There was no shortage of women who would have volunteered to have consensual BDSM affairs with Neil Gaiman. The allegations in Shapiro’s piece describe something different: deliberate abuse of power, of degradation, where the thrill is not in the depravity of the acts themselves but seemingly in forcing them on someone unwilling but unable to say no, then goading them into retrospectively reframing their reluctance as enjoyment. Anyone in the kink community will tell you that an experience of such a nature is not BDSM, that any pressure or ambiguity over consent automatically turns risqué play into straight-up abuse.
The way Gaiman wrote his characters, you felt sure that he knew the difference between the two.
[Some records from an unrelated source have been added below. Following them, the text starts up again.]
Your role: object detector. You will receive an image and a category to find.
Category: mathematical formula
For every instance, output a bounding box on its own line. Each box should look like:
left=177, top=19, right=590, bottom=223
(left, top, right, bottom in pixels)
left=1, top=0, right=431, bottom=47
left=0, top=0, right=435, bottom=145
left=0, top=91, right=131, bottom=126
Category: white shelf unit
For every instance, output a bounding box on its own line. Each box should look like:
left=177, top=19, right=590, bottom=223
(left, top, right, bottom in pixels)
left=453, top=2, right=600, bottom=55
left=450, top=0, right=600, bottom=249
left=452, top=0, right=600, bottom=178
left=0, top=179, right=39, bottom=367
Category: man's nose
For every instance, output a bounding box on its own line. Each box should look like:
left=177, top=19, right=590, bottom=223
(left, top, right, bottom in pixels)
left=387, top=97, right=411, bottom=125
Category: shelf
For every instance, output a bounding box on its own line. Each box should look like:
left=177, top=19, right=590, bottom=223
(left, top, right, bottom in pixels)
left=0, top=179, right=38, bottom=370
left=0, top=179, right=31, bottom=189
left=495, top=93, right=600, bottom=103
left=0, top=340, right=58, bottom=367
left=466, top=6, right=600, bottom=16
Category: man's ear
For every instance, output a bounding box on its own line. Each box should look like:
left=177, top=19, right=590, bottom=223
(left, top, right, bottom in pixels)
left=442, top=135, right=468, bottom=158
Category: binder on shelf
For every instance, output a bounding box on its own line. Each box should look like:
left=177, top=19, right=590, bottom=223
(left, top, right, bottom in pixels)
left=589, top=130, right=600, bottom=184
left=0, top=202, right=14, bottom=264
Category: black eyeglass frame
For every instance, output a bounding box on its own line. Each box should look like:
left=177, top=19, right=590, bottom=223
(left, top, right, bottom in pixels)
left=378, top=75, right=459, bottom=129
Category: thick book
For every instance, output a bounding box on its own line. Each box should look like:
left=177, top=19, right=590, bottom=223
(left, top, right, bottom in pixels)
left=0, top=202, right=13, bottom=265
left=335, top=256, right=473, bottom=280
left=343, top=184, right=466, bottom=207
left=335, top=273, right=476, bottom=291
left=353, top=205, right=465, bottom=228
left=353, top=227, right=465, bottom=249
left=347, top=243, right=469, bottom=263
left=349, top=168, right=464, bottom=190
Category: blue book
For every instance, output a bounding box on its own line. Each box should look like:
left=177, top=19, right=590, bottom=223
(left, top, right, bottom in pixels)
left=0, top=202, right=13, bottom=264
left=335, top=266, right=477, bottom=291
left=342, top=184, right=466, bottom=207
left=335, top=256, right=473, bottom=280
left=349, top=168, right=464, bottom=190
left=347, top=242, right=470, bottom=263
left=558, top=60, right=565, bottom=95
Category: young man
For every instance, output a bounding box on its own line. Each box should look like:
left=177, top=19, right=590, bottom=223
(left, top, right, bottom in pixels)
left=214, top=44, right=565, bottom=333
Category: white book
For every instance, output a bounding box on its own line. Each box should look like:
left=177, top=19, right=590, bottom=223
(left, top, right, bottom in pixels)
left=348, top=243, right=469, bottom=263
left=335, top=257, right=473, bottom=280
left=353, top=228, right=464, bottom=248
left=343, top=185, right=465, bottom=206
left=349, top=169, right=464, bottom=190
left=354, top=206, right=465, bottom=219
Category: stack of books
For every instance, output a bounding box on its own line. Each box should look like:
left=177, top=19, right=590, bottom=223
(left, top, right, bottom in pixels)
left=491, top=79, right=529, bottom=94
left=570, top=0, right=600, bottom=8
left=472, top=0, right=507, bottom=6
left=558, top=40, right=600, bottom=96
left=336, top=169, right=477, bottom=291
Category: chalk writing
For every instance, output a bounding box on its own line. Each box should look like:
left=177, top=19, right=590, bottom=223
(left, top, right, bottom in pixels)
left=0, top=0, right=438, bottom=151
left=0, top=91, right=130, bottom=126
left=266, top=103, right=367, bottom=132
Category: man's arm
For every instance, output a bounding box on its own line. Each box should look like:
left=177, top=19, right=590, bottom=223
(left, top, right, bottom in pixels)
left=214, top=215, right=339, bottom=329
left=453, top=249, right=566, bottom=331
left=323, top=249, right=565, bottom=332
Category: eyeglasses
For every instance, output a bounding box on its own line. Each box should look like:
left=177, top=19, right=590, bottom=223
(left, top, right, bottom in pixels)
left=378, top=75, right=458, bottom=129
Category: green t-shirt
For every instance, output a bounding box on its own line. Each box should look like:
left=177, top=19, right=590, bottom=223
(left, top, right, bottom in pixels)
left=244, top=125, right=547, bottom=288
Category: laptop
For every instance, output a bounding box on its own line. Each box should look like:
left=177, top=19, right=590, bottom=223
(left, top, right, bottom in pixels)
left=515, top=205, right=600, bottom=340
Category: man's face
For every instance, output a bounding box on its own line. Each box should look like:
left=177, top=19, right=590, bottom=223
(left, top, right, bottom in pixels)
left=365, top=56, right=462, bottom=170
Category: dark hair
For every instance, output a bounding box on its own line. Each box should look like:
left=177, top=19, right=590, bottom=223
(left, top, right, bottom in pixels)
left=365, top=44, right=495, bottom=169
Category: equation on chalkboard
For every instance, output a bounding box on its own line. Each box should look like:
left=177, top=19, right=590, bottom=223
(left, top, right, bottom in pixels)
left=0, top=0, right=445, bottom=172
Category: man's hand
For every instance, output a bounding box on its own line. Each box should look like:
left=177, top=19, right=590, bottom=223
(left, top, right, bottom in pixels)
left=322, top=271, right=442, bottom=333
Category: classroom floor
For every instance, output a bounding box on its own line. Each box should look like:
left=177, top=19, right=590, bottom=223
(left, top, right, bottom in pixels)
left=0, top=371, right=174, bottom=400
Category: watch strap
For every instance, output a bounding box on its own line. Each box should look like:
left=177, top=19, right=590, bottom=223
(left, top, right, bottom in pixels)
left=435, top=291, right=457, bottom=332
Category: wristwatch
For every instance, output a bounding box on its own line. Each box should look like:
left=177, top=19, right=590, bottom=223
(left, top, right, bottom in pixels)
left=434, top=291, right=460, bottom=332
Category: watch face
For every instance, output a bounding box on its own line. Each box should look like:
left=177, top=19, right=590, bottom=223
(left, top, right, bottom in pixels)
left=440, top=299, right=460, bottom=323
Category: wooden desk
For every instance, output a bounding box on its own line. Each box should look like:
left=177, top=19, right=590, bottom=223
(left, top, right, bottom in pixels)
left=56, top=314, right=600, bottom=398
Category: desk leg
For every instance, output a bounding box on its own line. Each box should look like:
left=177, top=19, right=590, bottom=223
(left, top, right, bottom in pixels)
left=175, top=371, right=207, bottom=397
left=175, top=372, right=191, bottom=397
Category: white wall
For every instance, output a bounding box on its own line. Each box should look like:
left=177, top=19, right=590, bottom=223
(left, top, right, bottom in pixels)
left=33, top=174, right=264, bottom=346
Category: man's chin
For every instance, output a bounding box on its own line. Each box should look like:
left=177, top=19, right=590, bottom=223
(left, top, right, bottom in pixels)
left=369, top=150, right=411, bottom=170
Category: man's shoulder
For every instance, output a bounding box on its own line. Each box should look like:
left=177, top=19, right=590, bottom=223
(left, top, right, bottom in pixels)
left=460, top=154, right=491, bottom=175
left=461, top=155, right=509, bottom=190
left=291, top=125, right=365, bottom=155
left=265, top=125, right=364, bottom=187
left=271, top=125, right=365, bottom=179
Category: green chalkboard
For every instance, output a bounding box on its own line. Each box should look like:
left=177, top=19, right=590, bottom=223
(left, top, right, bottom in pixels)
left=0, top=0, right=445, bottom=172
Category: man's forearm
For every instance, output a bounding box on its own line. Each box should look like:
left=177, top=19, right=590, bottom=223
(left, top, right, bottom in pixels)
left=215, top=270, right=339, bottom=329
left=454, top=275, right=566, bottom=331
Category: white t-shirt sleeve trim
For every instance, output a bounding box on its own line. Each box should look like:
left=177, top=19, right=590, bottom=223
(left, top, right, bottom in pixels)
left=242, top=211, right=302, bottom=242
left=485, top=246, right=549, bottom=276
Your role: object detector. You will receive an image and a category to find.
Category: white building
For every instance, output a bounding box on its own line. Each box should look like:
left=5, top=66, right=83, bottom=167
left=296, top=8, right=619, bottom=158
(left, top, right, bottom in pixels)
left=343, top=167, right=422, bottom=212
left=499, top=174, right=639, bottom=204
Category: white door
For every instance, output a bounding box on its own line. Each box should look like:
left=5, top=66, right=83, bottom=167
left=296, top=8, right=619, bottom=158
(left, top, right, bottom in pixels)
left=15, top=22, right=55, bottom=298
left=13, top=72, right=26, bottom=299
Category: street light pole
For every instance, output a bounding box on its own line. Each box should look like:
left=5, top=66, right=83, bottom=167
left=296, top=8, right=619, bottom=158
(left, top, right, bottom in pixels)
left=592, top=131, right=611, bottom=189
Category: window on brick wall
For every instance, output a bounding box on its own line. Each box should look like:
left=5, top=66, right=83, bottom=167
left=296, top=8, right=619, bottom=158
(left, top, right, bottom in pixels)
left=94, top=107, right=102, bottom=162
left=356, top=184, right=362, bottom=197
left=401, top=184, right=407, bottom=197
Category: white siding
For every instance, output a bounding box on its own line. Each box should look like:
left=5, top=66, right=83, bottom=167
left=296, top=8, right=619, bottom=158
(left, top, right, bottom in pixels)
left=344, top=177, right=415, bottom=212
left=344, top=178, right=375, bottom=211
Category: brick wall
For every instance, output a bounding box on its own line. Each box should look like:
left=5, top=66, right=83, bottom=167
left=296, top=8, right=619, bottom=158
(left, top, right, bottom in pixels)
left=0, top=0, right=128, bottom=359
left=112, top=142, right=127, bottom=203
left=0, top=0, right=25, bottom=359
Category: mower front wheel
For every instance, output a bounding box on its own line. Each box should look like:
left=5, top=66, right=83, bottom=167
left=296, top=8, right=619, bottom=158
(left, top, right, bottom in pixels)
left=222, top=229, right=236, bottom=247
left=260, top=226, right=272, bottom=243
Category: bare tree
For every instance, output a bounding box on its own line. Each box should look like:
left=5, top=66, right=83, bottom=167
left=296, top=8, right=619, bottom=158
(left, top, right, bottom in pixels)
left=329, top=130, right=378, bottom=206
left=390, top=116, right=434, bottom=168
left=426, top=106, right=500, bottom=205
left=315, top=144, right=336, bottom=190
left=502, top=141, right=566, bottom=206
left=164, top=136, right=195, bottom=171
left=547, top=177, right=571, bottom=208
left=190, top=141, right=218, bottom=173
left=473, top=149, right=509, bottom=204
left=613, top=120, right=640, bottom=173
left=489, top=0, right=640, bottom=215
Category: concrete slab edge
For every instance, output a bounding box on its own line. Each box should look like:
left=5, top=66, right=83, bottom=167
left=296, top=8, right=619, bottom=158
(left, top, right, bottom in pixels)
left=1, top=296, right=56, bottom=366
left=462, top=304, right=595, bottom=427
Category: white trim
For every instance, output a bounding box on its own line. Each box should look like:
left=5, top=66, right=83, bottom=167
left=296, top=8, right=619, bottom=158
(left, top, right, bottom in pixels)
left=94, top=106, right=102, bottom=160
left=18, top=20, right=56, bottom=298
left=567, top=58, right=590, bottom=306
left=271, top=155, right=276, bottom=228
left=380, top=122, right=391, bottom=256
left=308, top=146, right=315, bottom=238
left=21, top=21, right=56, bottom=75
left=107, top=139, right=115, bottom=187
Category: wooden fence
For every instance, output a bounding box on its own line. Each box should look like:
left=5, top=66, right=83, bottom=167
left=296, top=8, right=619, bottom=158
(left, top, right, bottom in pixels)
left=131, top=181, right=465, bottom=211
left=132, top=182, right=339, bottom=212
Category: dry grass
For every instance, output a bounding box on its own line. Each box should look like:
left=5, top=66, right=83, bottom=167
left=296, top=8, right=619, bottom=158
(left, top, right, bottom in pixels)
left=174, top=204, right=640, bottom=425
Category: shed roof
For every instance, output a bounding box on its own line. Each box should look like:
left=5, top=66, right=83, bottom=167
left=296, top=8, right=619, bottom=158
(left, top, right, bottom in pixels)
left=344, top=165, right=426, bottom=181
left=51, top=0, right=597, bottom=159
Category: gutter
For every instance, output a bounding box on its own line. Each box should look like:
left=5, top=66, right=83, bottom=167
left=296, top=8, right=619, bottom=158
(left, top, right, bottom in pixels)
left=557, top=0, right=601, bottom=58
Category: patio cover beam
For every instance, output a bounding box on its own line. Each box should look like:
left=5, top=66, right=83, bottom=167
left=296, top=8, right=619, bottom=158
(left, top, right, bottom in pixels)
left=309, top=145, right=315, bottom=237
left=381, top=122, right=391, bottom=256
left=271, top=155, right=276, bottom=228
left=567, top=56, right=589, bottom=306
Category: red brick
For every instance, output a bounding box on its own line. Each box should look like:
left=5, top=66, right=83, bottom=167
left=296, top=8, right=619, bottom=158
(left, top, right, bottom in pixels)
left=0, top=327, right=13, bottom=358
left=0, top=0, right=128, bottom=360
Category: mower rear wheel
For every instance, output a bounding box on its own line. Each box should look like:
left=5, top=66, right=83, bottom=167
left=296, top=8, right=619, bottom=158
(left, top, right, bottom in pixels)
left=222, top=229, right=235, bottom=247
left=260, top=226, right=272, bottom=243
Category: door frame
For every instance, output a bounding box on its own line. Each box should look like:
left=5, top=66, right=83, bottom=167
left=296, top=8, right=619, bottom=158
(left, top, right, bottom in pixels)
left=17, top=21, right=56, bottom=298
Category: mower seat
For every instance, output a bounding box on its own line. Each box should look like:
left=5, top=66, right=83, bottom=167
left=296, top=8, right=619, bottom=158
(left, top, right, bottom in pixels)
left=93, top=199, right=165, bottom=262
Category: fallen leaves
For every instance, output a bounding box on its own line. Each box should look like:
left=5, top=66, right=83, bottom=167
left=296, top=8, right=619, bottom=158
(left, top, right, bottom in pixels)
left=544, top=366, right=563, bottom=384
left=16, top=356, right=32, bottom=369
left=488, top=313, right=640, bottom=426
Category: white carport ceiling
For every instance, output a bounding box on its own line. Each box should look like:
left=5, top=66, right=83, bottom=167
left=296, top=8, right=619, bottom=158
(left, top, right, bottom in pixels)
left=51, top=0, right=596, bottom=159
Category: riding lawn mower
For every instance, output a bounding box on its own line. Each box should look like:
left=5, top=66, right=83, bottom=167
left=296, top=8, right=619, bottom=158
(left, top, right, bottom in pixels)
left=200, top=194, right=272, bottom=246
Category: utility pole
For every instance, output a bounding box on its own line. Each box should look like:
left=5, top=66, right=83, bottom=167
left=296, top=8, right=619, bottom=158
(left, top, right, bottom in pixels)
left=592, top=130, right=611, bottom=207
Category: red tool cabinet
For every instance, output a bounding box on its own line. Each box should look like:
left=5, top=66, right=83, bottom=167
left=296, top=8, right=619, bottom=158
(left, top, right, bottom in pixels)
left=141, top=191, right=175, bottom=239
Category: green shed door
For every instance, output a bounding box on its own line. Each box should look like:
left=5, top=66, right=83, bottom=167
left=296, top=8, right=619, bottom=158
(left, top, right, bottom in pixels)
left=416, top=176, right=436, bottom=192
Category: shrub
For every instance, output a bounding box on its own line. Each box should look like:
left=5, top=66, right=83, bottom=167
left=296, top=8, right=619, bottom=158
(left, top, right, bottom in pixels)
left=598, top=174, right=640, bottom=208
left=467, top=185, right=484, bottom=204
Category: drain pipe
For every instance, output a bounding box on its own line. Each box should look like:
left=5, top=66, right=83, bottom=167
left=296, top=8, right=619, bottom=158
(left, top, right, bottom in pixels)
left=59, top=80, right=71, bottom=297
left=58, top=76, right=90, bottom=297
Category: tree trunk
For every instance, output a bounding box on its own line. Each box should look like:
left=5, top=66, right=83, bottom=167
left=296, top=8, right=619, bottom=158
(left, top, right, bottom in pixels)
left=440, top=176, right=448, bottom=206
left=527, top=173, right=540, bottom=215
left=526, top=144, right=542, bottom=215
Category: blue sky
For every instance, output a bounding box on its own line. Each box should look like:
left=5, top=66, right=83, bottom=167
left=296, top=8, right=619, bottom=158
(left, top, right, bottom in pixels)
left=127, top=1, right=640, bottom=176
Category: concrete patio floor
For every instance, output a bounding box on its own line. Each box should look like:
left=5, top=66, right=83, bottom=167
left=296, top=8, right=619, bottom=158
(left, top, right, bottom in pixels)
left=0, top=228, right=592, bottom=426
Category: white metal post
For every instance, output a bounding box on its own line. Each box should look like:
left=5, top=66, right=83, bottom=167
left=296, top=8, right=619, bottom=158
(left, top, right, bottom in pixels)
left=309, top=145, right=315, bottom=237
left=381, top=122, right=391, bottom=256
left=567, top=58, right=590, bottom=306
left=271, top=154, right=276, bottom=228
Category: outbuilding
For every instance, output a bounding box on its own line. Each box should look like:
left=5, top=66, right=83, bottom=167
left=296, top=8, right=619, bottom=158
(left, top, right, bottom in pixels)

As a teenager who felt damaged and broken and uniquely alone in the darkness (as all teenagers do), I remember how his books felt so safe. Which is odd, because there is nothing safe about them. The books, short stories and Sandman comics are full of disturbing scenes of sexual violence – men who dehumanise and brutalise women, men who fetishise little girls, men whose innermost desires have twisted them up inside and turned them into monsters. Yet it never seemed gratuitous, never seemed akin to the mindless torture porn in the likes of Game of Thrones. “Although his books abounded with stories of men torturing, raping, and murdering women, this was largely perceived as evidence of his empathy,” writes Shapiro. Yes, but it was more than empathy. Somehow it felt like whatever you might have suffered, he was on your side.
I never stopped to wonder where the inspiration for this kind of horror might have come from. Just after the Cambridge Union event, Amanda Palmer wrote about The Ocean at the End of the Lane on her blog. The book is a fantasy novel, in which a young boy fights a demon with the help of the family of witches that lives next door. It is semi-autobiographical – about Gaiman growing up in the Church of Scientology. In her blog, Palmer talks about the process of turning life experiences into art, using the metaphor of a blender. “We start off with all these fresh ingredients, recognizable (a heart, a finger, an eyeball, a glass of wine) and we throw them in the art-blender,” she writes. “I only let things mix very slightly. I keep my blender on 2 or 3… Neil puts his art-blender on 10. You wind up with a fantastic purée, but often you have no fucking idea where the experiences of his life wound up in the mix of his final product. If you see a finger, it’s not recognizable as a human one.”
When I read Shapiro’s piece, I thought of the blender. I’d always seen the darkness in Gaiman’s work – how could you miss it? – but taken it for granted that whatever had been blended up to produce tales interwoven with sexual violence and depraved desires came from a place of respect and compassion. That he could write in a way that spoke to the victims and the vulnerable because he somehow knew what the world looked like from the perspective of those on the wrong side of the power imbalance. That he wanted to build a sanctuary for them to escape to. That you could trust him. “Rachel, Believe!”
It never occurred to me that a finger could just be a finger.